How to carry out a risk assessment in the workplace

The last situation most small and medium-sized firms want to face is harm to their workforce which is why risk assessment forms are so important as they help you identify hazards, not to mention bringing you into compliance with the law. 

Firstly, it is worth clarifying exactly what is meant by hazard and risk, despite it appearing obvious. A hazard is any thing that poses harm to employees, for instance, a slippery floor or faulty microwave. A risk is the level of danger posed by the hazard, and relates to the potential severity of harm caused to the worker.

The completion of risk assessment forms is mandatory for firms that employee a minimum of five people, and it will ensure that you are complying with government guidelines on health and safety in the workplace.

Although the law recognises that it is not possible for firms to eradicate all work environment risks, it expects employers to take necessary steps to reduce the hazards that threaten employees’ health and safety.

By law, employers are expected to combat workplace risks where it is “reasonably practicable” and there are a number of simple steps you can take to ensure compliance.

Of course you need to know exactly what is involved in identifying risk, and this is simply recognising a hazard, such as sharp edges, and doing your best to weaken the effects of the risk.

Some ways of identifying risk include simply walking around the workplace to see where there are potential harms, as well as asking employees where they think hazards lie.

For instance, a loose electrical cable could pose a fire hazard, which is particularly dangerous for workers, and as such, an electrician or relevant professional should be called in to rectify the problem.

It is worth noting that it is possible to overcomplicate the process of risk assessment, so try to strike a suitable balance that will ensure that you do not obsess over every fine detail, but in which your employees are as safe as possible.

Once you have identified a hazard, it is necessary to consider who is at risk of harm. For example, where heavy lifting is required as part of an employee’s role, you might say that shelf stackers are at risk. The risk assessment does not require you to name individuals, but to identify a particular group that faces potential harm. 

Once you know where the risk is and who it poses a threat to, it is then necessary to decide what to do about the problem. Consider whether or not the risk can be permanently removed, or simply controlled, while also taking into account whether you already have taken precautionary steps in relation to the hazard.

It might involve switching products to reduce risks, or it could involve providing protective clothing to employees. However, steps should be taken to avoid potential harm to workers.

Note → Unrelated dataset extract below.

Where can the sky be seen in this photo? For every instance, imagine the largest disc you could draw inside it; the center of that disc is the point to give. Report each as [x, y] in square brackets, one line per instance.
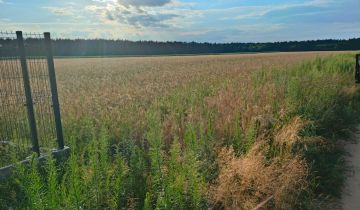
[217, 21]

The next step is to record your findings, as well as detailing the steps you took to counteract the risk. If you have fewer than five employees, you do not need to write down the procedures but it is a good idea to share the risk assessment with staff.

When writing down the risks, again it is best to keep it simple by sticking to short phrases that sum up the situation, such as “being burnt by dripping hot water”.

Remember that a risk assessment needs to clearly outline every step you took to identify and counteract the problem so be sure to include each action in a chronological order, such as saying what the risk was, who it affected and how you dealt with it.

Finally, remember to review and update your risk assessment on a regular basis as not only will this ensure that your employees’ health and safety is protected, but it will keep you in compliance with the law.